En este punto vale preguntarse primeramente cómo Jesús
conocía lo que enseñaba, que no fueran meras farsas como la de tantos
embaucadores a través de la historia. Según mi opinión Jesús no necesitó ser
Dios ni ser considerado como Dios para hablar del reino de Dios, sino haber
combinado dos tipos de experiencias parapsicológicas que en los últimos años
han tenido amplia difusión en Internet (ver final del libro). Tanto Nuestra
tesis es tan sencilla como acientífica: Jesús pudo haber tenido conocimiento de
Dios y su Reino a través tanto de la experiencia fuera del cuerpo (EFC) o
“desdoblamiento astral” como de la experiencia cercana a la muerte (ECM), que
pudieron ser combinadas por Jesús para conocer en vida el reino de Dios. El
único conocimiento más allá de la experiencia sensible es el raro don del
conocimiento parapsicológico, que es un fenómeno que no está en la capacidad de
la ciencia poder validar. Si supusiéramos que la revelación divina a personajes
bíblicos como Abraham, Moisés y profetas israelitas y de otras religiones son
tan solo leyendas, ya que si Dios se manifestara más allá de su forma de actuar
a través de las leyes naturales, no lo haría de manera tan antropomórfica ni a
través de milagros, que serían rupturas arbitrarias del orden divino, y
sostuviéramos además que las EFC/ECM son efectivamente fenómenos reales que
traspasan nuestro universo material, podríamos avanzar una teoría sobre el
origen las enseñanzas de Jesús que están relacionadas con lo divino. Esta
teoría de lo paranormal o parapsicológico señalaría que Jesús tuvo EFC/ECM que
lo llevaron incluso a través del “viaje por el túnel” hasta experimentar la luz
y conocer la bondad y misericordia divina y su reino de amor y plenitud, para
luego retornar al mundo. Sería una forma razonable para explicar la verdad de
su Evangelio, aunque de ninguna manera sería científica, ya que la ciencia no
reconoce lo paranormal como objeto de su estudio por no pertenecer al mundo
sensible.
Dios y su Reino
Jesús no predicó ni a Dios ni a sí mismo, sino que predicó
el reino de Dios para decir dónde y cómo los seres humanos podemos encontrar a
Dios, que es lo mismo que decir dónde y cuándo encontrar el sentido y el
destino de la vida. Como vimos, él nos habló en parábolas para referirse a esta
verdad, pues relataba una realidad no sólo desconocida, sino que enteramente
inasible, sobre la cual no existen experiencias, y el intelecto humano no tiene
la capacidad de comprensión. En definitiva la importancia de Jesús se resume en
que, primero, él describió a Dios, no como un ser castigador, vengativo,
irascible, sino que como un padre bondadoso, misericordioso y amoroso, y
segundo, anunció a los seres humanos la existencia de un reino de Dios,
invitando por su medio a todos los seres humanos a pertenecer a este Reino.

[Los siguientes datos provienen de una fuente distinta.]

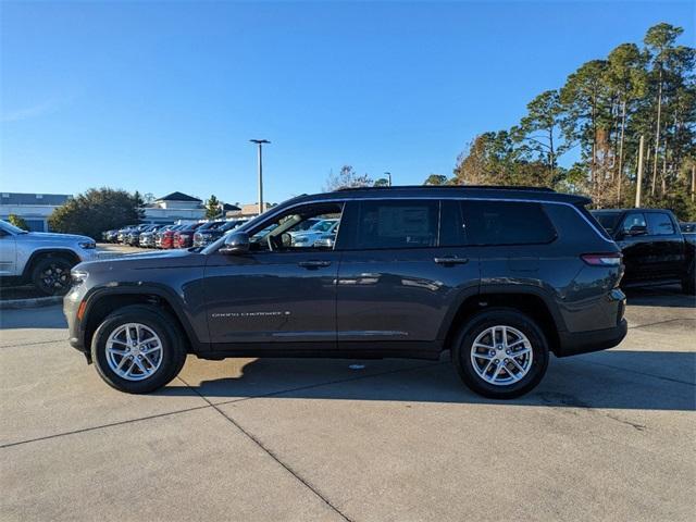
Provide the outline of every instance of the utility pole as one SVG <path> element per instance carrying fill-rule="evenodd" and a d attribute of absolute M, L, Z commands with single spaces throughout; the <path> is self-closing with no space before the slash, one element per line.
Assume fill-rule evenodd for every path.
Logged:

Desde el punto de vista de la evolución del universo y de la evolución
biológica el destino de los seres humanos era morir después de vivir, tal como
ocurre con todos los animales, terminando definitiva, irreversible y
radicalmente sus existencias. Dios, a través del anuncio de Jesús, quiso
regalar una existencia plena y eterna a quienes adquirieran la capacidad de
reconocerlo, glorificarlo y ser consecuentes con ello.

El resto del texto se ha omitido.